No, they are not. Then why is there so much confusion? It starts with stockbrokers telling investors they are financial advisors. They make this false claim because they know most investors do not want salesmen investing their assets. Their solution is to masquerade as financial advisors to reduce sales resistance. The result is confused investors and some very happy stockbrokers who make a lot of money.

Is Deception Legal? 

Yes, it is legal. Stockbrokers can claim to be financial advisors with impunity. You can thank Wall Street for this one. It fights any type of regulation that negatively impacts revenue and profit. If stockbrokers told the truth, investors would not buy, and company revenues would decline. 

Who Wins When Investors Are Confused? 

Bad brokers and bad advisors win because confusion increases the odds investors will make the wrong decisions. For example, they unknowingly buy products that produce bad results, charge excessive expenses, and pay big commissions. They would not buy these products if they had all of the facts and an easy way to compare products.

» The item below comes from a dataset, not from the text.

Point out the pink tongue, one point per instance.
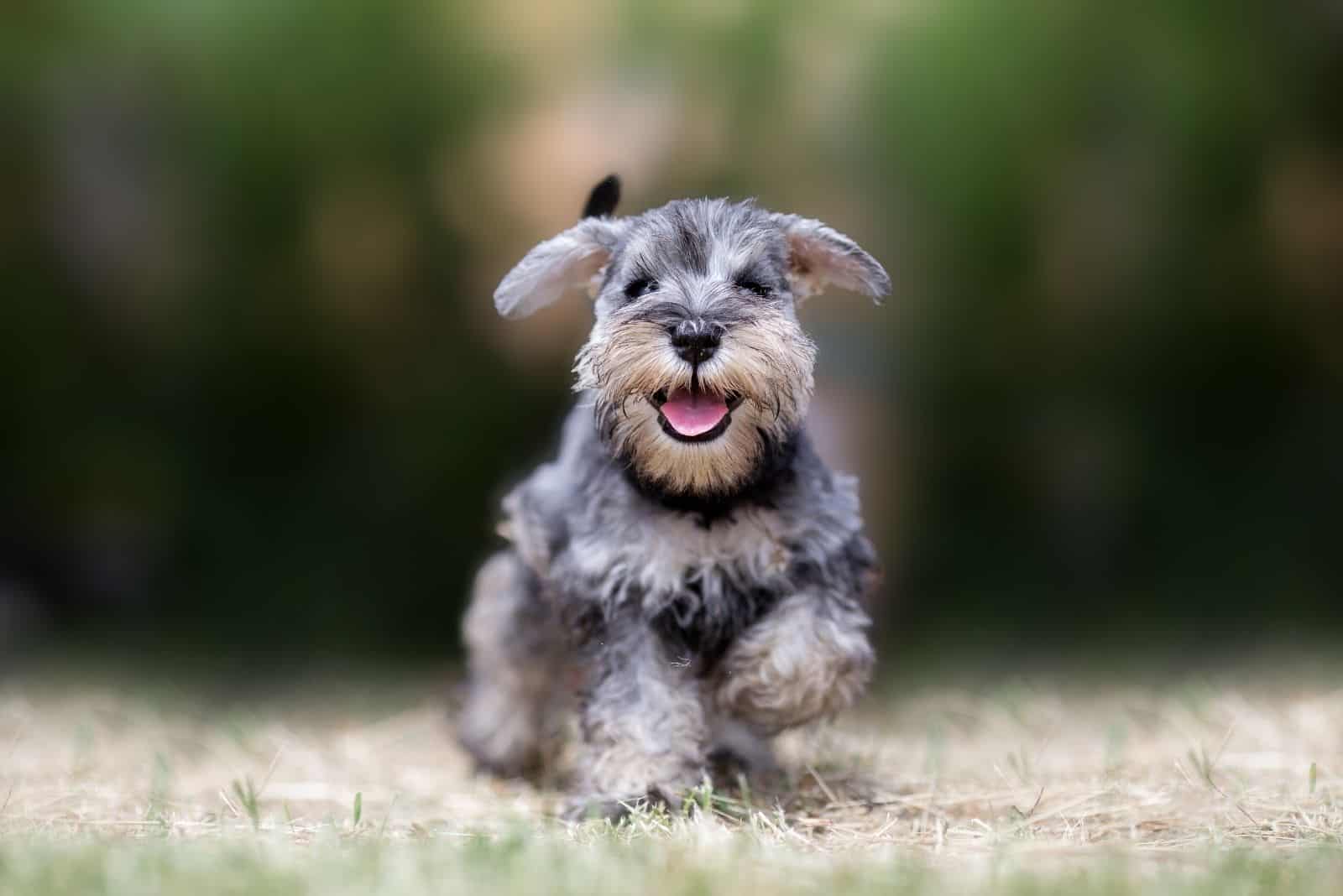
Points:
(693, 414)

Advice versus Recommendations

This is a source of confusion. Stockbrokers recommend investments. For example, they recommend you buy particular mutual funds. Real financial advisors provide financial advice. For example, they advise you to buy particular mutual funds. Does anyone really know the difference between recommendations and advice? No wonder people are confused. You will have to use other criteria to identify real advisors.

What About Licensing?

This is a differentiating characteristic. Stockbrokers have securities licenses (Series 6, Series 7) that permit them to sell investment products (securities, mutual funds, hedge funds). Real financial advisors have registrations: Registered Investment Advisor (RIA) or Investment Advisor Representative (IAR). These registrations permit them to provide financial advice and ongoing financial services.

Does Compensation Matter?

This is a differentiating characteristic. Stockbrokers only method of compensation is commissions that are paid by 3rd parties (mutual funds, hedge funds, insurance companies) or their broker/dealer. Financial advisors only method of compensation is one of the three types of fees: Asset-based (% of assets), fixed, or hourly.

Products versus Services

This is another source of confusion. Money management is a service, but a packaged money management service (mutual fund), is sold as a product. Then there are real services that are not confused with investment or insurance products, for example quarterly performance measurement reports.

Roles are Important

Roles are a differentiating characteristic. Regardless of the title used by stockbrokers they are paid commissions to sell investment products. They are not allowed to provide financial advice or provide ongoing services (performance measurement reports). Financial advisors provide advice and ongoing services.